It sinks because, for everything that we do, for all the systems we put in place, for all the problems we address, we can never, by definition, satisfy everyone.
And so I know that, somewhere, somehow, there are people who feel excluded and neglected.
These emotions are the casualties of making the tough choices that governing a place that is historically divided and has limited resources requires. When governing well to satisfy the broadest mandate, these casualties are constant.
That is why I am disgusted when there are more casualties than there need to be, when people arrange events with collateral damage in mind; in fact, as their only objective.
Among legitimate service delivery protests, amidst communities searching for their voices, there are those protests used to advance political agendas, to destabilise the city.
This is not a conspiracy theory – it is the real frustration of a government dealing with those individuals who would destabilise our society because they have no faith in the ballot box and so must resort to violence.
I know the value of resistance and of fighting for what is right. I did so for decades, precisely for the right to use the ballot box.
And because I am a democrat and always have been, I resent the use of such brutal tactics to fulfil a political agenda.
There are already pieces of evidence in the public domain that indicate that such forces are working in our communities.
One example is “Operation Reclaim”, which has been presented in the public domain as a concerted campaign by the ANC to, it is suggested, destabilise the Western Cape in the run-up to the national election in 2014.
We, of course, cannot be naive and think that there is no political posturing between elections. As politicians and the public know, there is often something like the “constant campaign” going on to try and sway the opinion of voters. That is right and good in a democratic system.
What is not right and good is realising that your reputation has been so outstripped by others in terms of delivery and governance that your only recourse is to diverting public attention to manufactured “protests”, attempting to undercut the impression of consistent delivery and diverting resources away from government strategies.
Because, these damages add up. During the recent service delivery protest in Phumlani Village informal settlement, damage of R600 000 was done to 12 traffic lights.
And R2.6 million has been spent in the last two weeks alone to fix traffic lights in the metro as a result of the protests.
These millions combine to form a sizeable spend towards repairing facilities deliberately destroyed, instead of building new ones. And again, the poor are usually the ones who suffer most because of this.
To reconcile our governance strategy with the sadness we feel because of discarded communities and the anger we feel towards political agents, we need to be able to distinguish between legitimate protests and those fuelled by political ambitions.
Local government does not have the ability to gather criminal-intelligence – that function is the domain of National state organs, such as the National Intelligence Agency (NIA) and the South African Police Service (SAPS).
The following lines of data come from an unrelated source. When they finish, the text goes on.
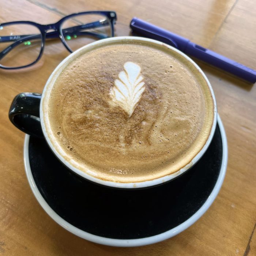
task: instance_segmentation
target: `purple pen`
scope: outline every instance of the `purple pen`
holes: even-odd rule
[[[203,60],[213,66],[251,83],[256,82],[256,71],[206,48],[188,39],[159,27],[133,18],[130,26],[133,31],[143,36],[170,45],[184,53]]]

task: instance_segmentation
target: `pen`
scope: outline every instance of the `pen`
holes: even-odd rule
[[[132,19],[130,26],[133,31],[137,34],[169,44],[186,54],[249,82],[256,82],[256,71],[194,44],[187,38],[136,18]]]

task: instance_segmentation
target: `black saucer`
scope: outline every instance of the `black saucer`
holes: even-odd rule
[[[187,227],[210,206],[225,175],[226,166],[223,166],[223,159],[225,132],[223,129],[221,132],[220,126],[222,129],[223,127],[222,124],[219,125],[220,122],[219,118],[211,144],[197,163],[180,177],[159,186],[122,190],[94,184],[63,166],[44,140],[28,136],[29,164],[26,165],[27,174],[29,180],[32,174],[34,185],[48,206],[61,219],[80,230],[81,233],[85,231],[114,240],[152,237],[187,222],[203,206],[206,207]],[[25,155],[26,165],[26,152]],[[29,165],[31,170],[28,170]],[[223,177],[220,180],[221,172]],[[220,180],[218,181],[220,185],[215,194],[211,195],[213,196],[211,202],[206,206],[205,203],[212,194],[217,180]],[[86,236],[80,236],[91,240]]]

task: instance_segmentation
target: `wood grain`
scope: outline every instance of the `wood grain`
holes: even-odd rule
[[[113,10],[116,35],[130,34],[137,16],[189,38],[256,69],[256,5],[253,0],[1,1],[0,22],[41,23],[90,10]],[[34,67],[0,71],[0,255],[256,255],[256,89],[196,60],[211,82],[228,139],[229,163],[220,193],[206,213],[176,236],[134,248],[101,245],[76,237],[44,212],[24,170],[24,134],[8,118],[11,101],[23,91],[41,92],[48,78],[68,54],[57,41],[46,44]]]

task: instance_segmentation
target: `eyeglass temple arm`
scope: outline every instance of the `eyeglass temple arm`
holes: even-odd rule
[[[75,33],[77,31],[79,31],[80,29],[93,29],[94,28],[104,26],[108,25],[108,22],[106,19],[102,21],[95,21],[91,23],[88,23],[86,24],[83,24],[79,26],[67,27],[63,30],[63,33],[64,34],[68,33]],[[91,32],[93,33],[93,32]],[[98,33],[97,34],[98,34]],[[59,33],[57,31],[52,31],[48,32],[46,34],[46,38],[57,38],[59,37]],[[8,36],[0,37],[0,43],[16,41],[17,40],[24,39],[25,37],[27,37],[32,35],[11,35]],[[41,35],[37,35],[39,37]],[[96,35],[95,35],[96,36]]]
[[[98,33],[95,33],[93,32],[89,32],[86,31],[79,31],[80,29],[84,29],[86,28],[91,29],[93,27],[98,27],[100,26],[102,26],[106,25],[105,23],[102,23],[100,21],[97,21],[87,24],[84,24],[75,27],[65,29],[63,30],[63,36],[67,34],[73,35],[76,34],[76,35],[90,35],[94,36],[99,39],[102,39],[107,38],[108,37],[104,34],[100,34]],[[35,39],[40,39],[41,35],[38,34],[37,35],[12,35],[11,36],[4,36],[0,37],[0,43],[7,42],[11,42],[17,40],[17,39],[19,40],[16,41],[13,44],[9,45],[5,49],[0,52],[0,60],[2,59],[10,51],[14,48],[19,45],[20,44],[22,44],[25,41],[28,40],[34,40]],[[59,37],[59,33],[57,31],[52,31],[48,32],[46,34],[46,39],[53,39],[58,38]]]

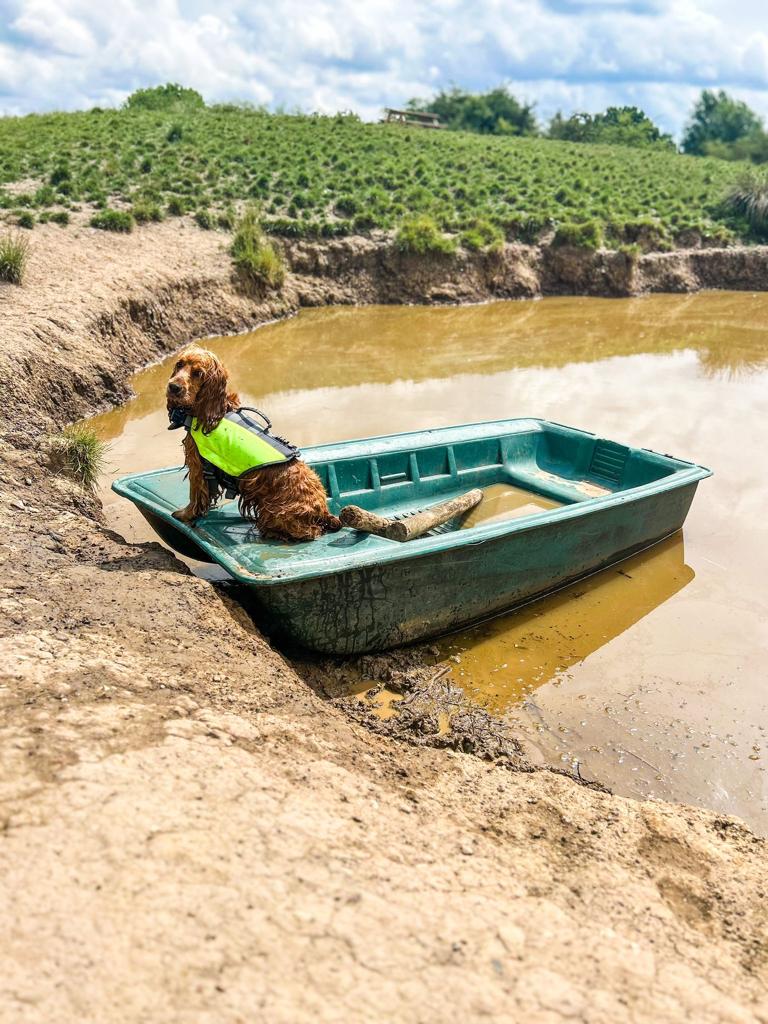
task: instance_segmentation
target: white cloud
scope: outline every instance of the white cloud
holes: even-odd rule
[[[0,0],[0,109],[208,100],[353,109],[509,82],[540,116],[643,106],[680,129],[705,86],[768,115],[763,0]]]

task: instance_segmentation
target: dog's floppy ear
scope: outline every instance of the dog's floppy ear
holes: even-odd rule
[[[228,382],[229,375],[223,365],[213,356],[205,370],[205,377],[193,408],[193,417],[206,434],[216,429],[227,411]]]

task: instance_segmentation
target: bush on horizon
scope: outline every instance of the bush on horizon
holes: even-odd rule
[[[197,89],[187,89],[177,82],[167,82],[147,89],[136,89],[125,101],[128,111],[168,111],[176,108],[202,110],[205,100]]]
[[[479,219],[462,231],[460,242],[472,252],[499,251],[504,246],[504,232],[489,220]]]
[[[229,253],[238,272],[247,282],[265,288],[282,287],[285,263],[264,233],[256,207],[248,207],[237,222]]]
[[[415,256],[447,256],[456,252],[456,241],[445,238],[434,218],[426,213],[403,220],[394,245],[399,252]]]
[[[133,230],[133,216],[126,210],[102,210],[91,217],[91,227],[101,231],[121,231],[127,233]]]
[[[583,224],[560,224],[552,240],[553,246],[573,246],[579,249],[599,249],[603,244],[603,230],[595,220]]]
[[[746,170],[726,191],[724,206],[742,217],[760,240],[768,238],[768,173]]]

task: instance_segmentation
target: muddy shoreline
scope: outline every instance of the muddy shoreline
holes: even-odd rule
[[[577,264],[583,291],[613,288],[621,254],[555,271],[529,250],[446,267],[297,245],[258,300],[213,232],[34,241],[28,283],[0,286],[0,1018],[768,1021],[765,842],[740,822],[372,734],[45,460],[48,430],[190,336],[551,294]],[[632,287],[767,268],[647,256]]]

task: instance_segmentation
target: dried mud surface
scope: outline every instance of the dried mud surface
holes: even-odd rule
[[[34,242],[0,286],[0,1019],[766,1024],[764,841],[372,733],[48,469],[137,365],[333,272],[258,302],[190,227]]]

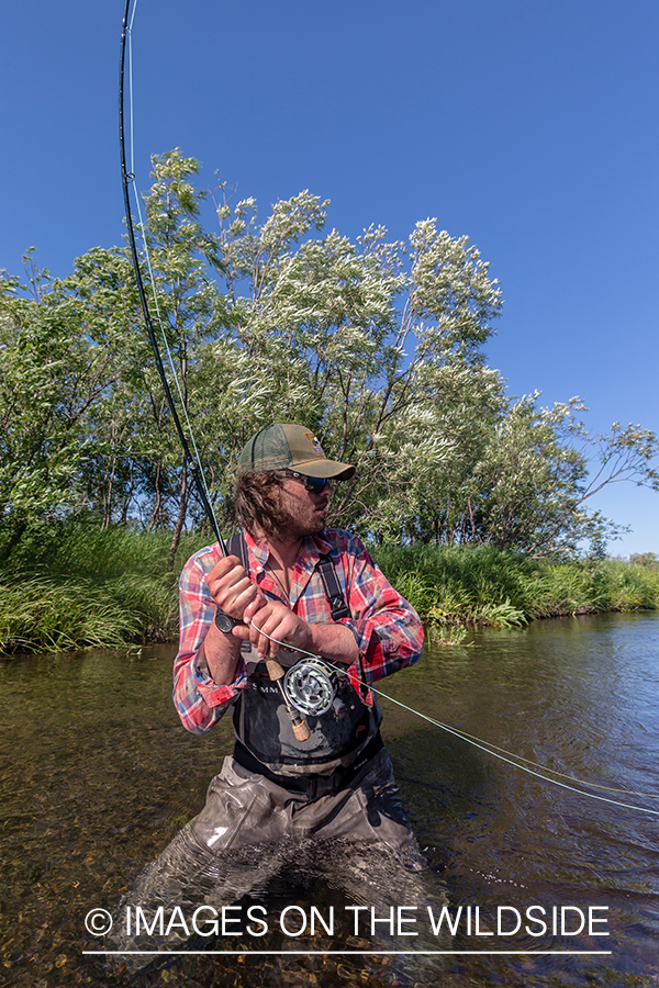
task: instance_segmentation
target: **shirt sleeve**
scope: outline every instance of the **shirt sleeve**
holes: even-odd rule
[[[421,618],[389,583],[358,538],[348,557],[347,600],[350,617],[338,624],[353,631],[359,649],[359,666],[351,671],[365,683],[413,665],[423,652]]]
[[[214,565],[212,557],[211,560],[209,571]],[[186,564],[179,581],[180,642],[174,661],[174,705],[181,723],[193,734],[205,734],[217,723],[247,683],[247,670],[242,656],[236,678],[230,685],[217,686],[209,673],[203,642],[214,620],[216,606],[210,595],[205,573],[198,553]]]

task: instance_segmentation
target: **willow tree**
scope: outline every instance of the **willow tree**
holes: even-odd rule
[[[306,422],[331,456],[357,464],[334,520],[400,536],[455,472],[467,445],[451,427],[459,408],[500,401],[482,346],[501,294],[467,237],[435,221],[409,246],[382,227],[355,243],[310,235],[326,206],[303,192],[260,226],[254,200],[217,210],[227,312],[249,371],[246,425]]]

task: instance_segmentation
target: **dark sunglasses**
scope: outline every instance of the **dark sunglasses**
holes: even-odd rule
[[[305,473],[295,473],[294,470],[284,470],[283,475],[301,480],[306,490],[312,491],[314,494],[322,494],[325,486],[332,483],[328,476],[306,476]]]

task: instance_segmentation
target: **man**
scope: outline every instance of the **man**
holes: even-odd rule
[[[354,472],[303,426],[261,429],[237,469],[243,562],[213,546],[181,575],[175,704],[194,733],[231,708],[236,732],[189,824],[213,853],[313,835],[365,841],[418,866],[368,686],[420,659],[423,628],[359,539],[325,529],[332,483]],[[322,712],[292,709],[282,688],[283,669],[294,677],[310,653],[327,664],[303,666],[302,706],[334,693]],[[265,661],[273,658],[279,683]],[[306,739],[291,714],[305,716]]]
[[[203,810],[139,876],[124,916],[137,906],[148,916],[219,908],[303,862],[354,900],[369,886],[398,905],[416,895],[409,883],[424,862],[369,684],[417,661],[423,629],[359,539],[325,529],[332,484],[353,473],[299,425],[261,429],[243,450],[243,536],[227,558],[211,546],[181,574],[174,688],[194,733],[231,710],[233,757]],[[122,951],[153,947],[153,936],[115,925]],[[165,942],[181,938],[172,929]]]

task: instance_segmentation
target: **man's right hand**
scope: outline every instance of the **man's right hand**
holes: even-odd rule
[[[266,603],[237,555],[223,557],[208,574],[206,584],[220,610],[237,621],[243,620],[245,608],[249,604],[258,602],[263,606]]]

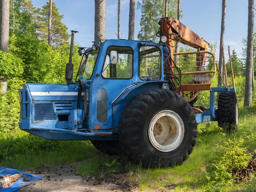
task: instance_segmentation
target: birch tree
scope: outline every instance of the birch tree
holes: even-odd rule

We will need their help, in the spirit of co-operation.
As such, I will be seeking a meeting with the provincial commissioner of the SAPS, General Arno Lamoer, to interrogate these theories of political agitation around certain service delivery protests.
To address these protests, we must fix problems where they exist. But we must also find out where they are being deliberately created.
Because the only thing that would be more tragic than seeing the poor neglected is allowing them to be used.